Physical characteristics
- • location: Poggio Croce di Prata and Poggio di Montieri (Colline Metallifere)
- • elevation: 848 m (2,782 ft)
- Mouth: Ombrone
- • location: near Bagni di Petriolo
- • coordinates: 43°04′34″N 11°21′50″E﻿ / ﻿43.0761°N 11.3639°E
- Length: c. 70 km (43 mi)

Basin features
- Progression: Ombrone→ Tyrrhenian Sea

= Merse (river) =

The Merse is an Italian river, a right tributary of the Ombrone. It runs through Tuscany for a distance of about 70 km and is the river of the Val di Merse.

Its sources are near Poggio Croce di Prata and Poggio di Montieri in the range of hills known as the Colline Metallifere. From here it takes a north-easterly direction for the first half of its course before turning sharply to the south-east. At Pontiella it receives from the right the waters of the Farma, a torrent born at Torniella, again in the Colline Metallifere). After a few kilometres the Merse enters the Ombrone at Pian di Rocca which lies half-way between the spa of Bagni di Petriolo to the west and Castiglione del Bosco to the east.

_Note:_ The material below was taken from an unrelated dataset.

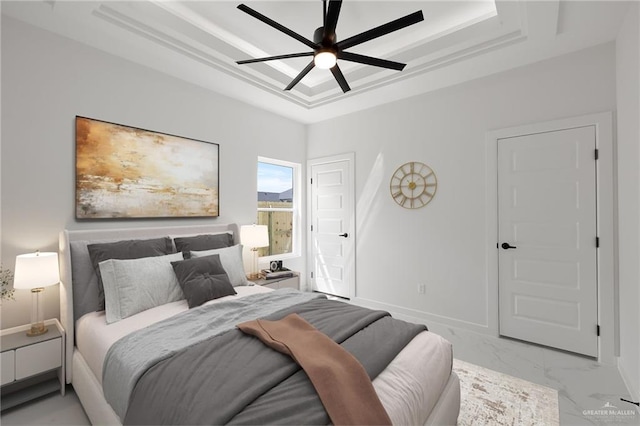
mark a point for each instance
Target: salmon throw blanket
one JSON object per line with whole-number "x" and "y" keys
{"x": 339, "y": 379}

The river has recently suffered from sulphurous pollutants deriving from the old and neglected mine-workings in the upper part of its course. Fish are far less plentiful than in the past, which may be put down to the exploitation of its waters for irrigation during the summer months; nevertheless there are many cyprinids, and pike are also found.

The white mill which gives its name to the Mulino Bianco biscuit manufacturers is located on the upper course of the river: it was constructed in the early 13th century by monks from the nearby abbey of Serena.